А Калой молчал.
Где-то точила мышь. Издали донесся крик ночной птицы.
И снова зашептала Дали:
— Иналук сказал: «Тебе, видимо, другая жена и не подошла бы…» Может, это он так сказал, а может, и неспроста… с намеком… И я подумала: какая я жена? Поспать да еду сготовить… Жена без детей — что сухой пенек. Ни тени от него, ни плода!..
И снова Калой не ответил ей. А Дали с помертвевшей душой ждала. Но вот он протянул руку, накрыл всей пятерней ее лицо, сжал его так, словно хотел раздавить, и задохнувшаяся Дали услышала:
— Даже самая умная из вас — все равно дура! Был у тебя плод, будет и еще, если Бог даст. А не даст, — значит, так и должно… У нас не будет, у брата будет… Для рода это все равно! Но чтоб я в дом вторую жену привел — так этого не дождется никто! Я же знаю, что ты, хоть и говоришь смелые слова, сама умираешь от страха… Не бойся. Пока ты жива, я не обновлю нашей постели…
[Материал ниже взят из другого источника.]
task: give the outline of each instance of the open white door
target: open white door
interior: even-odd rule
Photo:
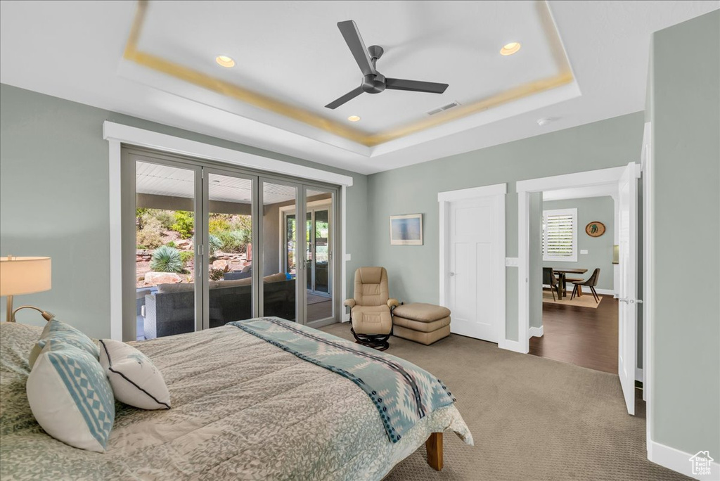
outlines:
[[[618,181],[620,285],[618,289],[618,375],[628,413],[635,414],[637,356],[637,179],[639,165],[631,163]]]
Дали уткнулась лицом в его плечо и заплакала.
— Перестань! Людей разбудишь! — прикрикнул он, крепко обняв ее молодое и здоровое тело.
— Душа и сердце мое! — страстно прошептала она и мысленно еще горячей взмолилась: «Дай, дай мне ребенка хоть на этот раз!..»
Утром во всех горах стало известно, что возле аула Эрш отряд обстреляли хевсуры.
— Вот ведь какие отчаянные! — удивлялись простаки. — Куда забрались! Так они скоро и в самой Назрани начнут стрелять!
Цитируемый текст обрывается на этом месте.